瘴气(2 / 2)
遮挡在前路的阻隔物都被灵活的肢体闪掠过,好像身体托管给了世界之外的某个高玩操纵,絮甜再拥有身体掌控权时,业已腾跃而起翻过了那道竹篱笆。
她把防毒面具扯下来,疲软了的四肢使她整个人都匍匐在地上,冰冷了的手掌摁着防毒面具擦过深棕色的土地,心脏跳得快到不可思议,喉咙皴裂般剧痛着。
用尽力气把脑袋往上擡,絮甜视线所及的是没有薄雾遮掩的青黑的瓦,以及底下由红石砖叠造砌成的墙壁。
渐渐的,那消散去的白雾似乎都跑进了她的眼里,模糊的世界最终化作一片昏黑,脑袋砸向了看似湿润的土壤,还未陷入偃蹇中的耳朵依稀听见了乡音浓重的锐喊:“……生人咧!”

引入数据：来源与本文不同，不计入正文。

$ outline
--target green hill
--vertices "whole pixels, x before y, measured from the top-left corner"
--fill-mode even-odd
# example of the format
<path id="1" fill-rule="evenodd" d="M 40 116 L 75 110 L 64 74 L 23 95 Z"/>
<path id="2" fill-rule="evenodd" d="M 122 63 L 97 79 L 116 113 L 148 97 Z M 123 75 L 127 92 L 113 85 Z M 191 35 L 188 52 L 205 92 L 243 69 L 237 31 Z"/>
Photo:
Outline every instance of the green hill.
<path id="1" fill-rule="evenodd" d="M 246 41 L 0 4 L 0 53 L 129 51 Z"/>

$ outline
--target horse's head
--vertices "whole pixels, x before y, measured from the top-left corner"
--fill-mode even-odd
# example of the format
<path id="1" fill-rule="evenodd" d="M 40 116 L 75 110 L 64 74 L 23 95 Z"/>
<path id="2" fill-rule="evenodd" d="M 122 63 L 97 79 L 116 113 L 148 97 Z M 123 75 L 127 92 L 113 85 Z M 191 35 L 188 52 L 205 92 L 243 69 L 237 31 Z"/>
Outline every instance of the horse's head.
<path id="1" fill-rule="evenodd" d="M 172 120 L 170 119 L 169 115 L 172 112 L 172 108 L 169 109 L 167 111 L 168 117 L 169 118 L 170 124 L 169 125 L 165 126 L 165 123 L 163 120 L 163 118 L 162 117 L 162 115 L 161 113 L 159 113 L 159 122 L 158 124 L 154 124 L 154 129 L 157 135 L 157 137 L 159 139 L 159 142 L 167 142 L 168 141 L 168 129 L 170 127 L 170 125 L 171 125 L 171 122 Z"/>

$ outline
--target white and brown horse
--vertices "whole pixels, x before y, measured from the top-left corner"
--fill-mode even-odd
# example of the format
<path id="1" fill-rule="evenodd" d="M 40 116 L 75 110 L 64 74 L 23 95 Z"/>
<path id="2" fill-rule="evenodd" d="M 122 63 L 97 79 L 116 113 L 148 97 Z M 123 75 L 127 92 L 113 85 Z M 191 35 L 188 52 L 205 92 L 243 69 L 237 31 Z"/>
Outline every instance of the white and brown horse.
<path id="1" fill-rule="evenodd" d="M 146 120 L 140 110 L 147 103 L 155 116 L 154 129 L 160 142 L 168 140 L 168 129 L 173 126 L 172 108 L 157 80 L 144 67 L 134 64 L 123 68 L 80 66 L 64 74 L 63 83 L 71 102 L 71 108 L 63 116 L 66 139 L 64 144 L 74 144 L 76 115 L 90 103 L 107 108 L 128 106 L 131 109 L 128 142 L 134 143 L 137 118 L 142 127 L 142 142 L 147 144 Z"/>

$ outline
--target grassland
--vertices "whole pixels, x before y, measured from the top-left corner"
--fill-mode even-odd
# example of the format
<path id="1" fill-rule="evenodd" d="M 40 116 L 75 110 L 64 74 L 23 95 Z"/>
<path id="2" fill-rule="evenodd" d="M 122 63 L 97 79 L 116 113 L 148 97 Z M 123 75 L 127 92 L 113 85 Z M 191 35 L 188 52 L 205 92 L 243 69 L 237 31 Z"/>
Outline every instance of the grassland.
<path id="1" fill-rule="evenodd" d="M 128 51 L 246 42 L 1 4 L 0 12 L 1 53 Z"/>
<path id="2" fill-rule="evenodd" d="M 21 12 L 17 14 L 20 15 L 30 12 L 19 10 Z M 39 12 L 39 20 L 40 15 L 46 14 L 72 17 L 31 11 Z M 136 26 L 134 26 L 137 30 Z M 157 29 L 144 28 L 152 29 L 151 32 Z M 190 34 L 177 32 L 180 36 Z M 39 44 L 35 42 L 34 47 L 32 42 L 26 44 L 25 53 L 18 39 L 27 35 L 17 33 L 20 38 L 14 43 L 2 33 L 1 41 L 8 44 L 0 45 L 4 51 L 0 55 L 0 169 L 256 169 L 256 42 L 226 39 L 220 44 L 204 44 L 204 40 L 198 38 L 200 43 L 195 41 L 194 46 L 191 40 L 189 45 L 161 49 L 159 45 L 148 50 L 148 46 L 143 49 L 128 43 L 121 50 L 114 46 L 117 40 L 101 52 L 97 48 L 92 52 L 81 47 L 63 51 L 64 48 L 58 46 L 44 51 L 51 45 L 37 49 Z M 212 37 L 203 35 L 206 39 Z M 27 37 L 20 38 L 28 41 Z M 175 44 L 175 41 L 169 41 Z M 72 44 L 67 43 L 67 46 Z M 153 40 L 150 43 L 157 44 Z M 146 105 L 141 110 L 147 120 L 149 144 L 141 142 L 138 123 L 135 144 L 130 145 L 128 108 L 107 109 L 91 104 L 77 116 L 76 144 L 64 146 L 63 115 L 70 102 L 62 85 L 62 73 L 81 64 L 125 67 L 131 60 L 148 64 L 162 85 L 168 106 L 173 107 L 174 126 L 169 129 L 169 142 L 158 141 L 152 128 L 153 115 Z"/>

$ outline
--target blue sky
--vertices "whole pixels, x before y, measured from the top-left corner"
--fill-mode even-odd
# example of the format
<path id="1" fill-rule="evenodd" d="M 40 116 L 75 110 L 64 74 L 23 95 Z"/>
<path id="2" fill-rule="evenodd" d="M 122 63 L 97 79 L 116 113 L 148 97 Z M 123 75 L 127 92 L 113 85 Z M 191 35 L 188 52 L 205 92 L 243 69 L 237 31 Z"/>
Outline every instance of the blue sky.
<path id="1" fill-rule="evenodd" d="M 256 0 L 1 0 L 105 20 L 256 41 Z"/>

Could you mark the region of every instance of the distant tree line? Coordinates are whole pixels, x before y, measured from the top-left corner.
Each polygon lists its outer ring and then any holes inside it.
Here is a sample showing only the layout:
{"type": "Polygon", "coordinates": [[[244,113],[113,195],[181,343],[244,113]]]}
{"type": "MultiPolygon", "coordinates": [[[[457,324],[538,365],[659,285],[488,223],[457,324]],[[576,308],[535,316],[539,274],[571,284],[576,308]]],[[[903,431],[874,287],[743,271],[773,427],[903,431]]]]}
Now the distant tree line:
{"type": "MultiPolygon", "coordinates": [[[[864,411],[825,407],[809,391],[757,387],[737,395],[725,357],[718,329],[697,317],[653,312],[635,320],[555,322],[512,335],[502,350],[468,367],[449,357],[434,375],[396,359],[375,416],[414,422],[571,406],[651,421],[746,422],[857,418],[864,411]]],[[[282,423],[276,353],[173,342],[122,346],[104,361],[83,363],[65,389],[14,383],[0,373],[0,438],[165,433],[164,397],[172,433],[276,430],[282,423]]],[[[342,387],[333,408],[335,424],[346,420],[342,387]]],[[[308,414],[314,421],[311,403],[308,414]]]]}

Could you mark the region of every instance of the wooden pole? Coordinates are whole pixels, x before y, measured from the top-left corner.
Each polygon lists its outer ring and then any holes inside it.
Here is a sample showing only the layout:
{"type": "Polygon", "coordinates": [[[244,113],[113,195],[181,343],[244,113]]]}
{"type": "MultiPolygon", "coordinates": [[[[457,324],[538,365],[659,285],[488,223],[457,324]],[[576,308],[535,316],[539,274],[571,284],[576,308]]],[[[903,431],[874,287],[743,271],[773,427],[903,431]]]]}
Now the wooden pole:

窅冥的世界,郁重黐腻的黑雾舔舐她的肌肤,想把它们都拂开,却始终无法革除那些贴覆在身体上的湿冷,大脑在不断地朝着深处坠落,她奋力地伸举着胳膊,张开手掌想要抓住些什么。
可怎么拨摆,都逃不出令人犯秽的雾海。
感觉四肢都被折断,失去了手与腿的管控权,恍惚中以为自己被做成了人彘。
直到于朦胧中听见了熟悉的声音——
“唉,不知道絮甜妹妹还要昏睡多久才能醒过来。”忧切难匿的语气,从前清飒的声线又转作了低迷。
婳姐?
“她的身体超负荷运转,这次是我失策,没料到那片瘴气里的鬼物会只抓着她不放。”润朗的嗓音嵌进了自责懊悔的腔调里,仿若是把一块剔透的翡翠砸进了黏稠的液体中。
这是……沈夷则。
原本消极地躺在雾海中放弃了挣扎任由自己跌坠的絮甜俶尔焕发了生气,她悬紧了一颗心,不断地催着自己的理智朝上攀爬,逼迫自己爬向清醒的境域。
紧闭着的眼睛上眼轮匝肌的肌纤维先颤动,旋即这双已闭阖三天的眼睛遽然睁开,被蔽翳于黑暗中的眼瞳水波?渫其上。
絮甜昏蒙惝恍地望着天花板——竹篾编成网格覆盖在房梁上,糊着混合稻草的黄泥。全然陌生的建构。
垂放于床榻上的手在不知觉中攫紧了垫在稻草上的薄床单,她的喘息仿佛才走过齿关,平寂的胸口也跟随着呼吸的动作起伏。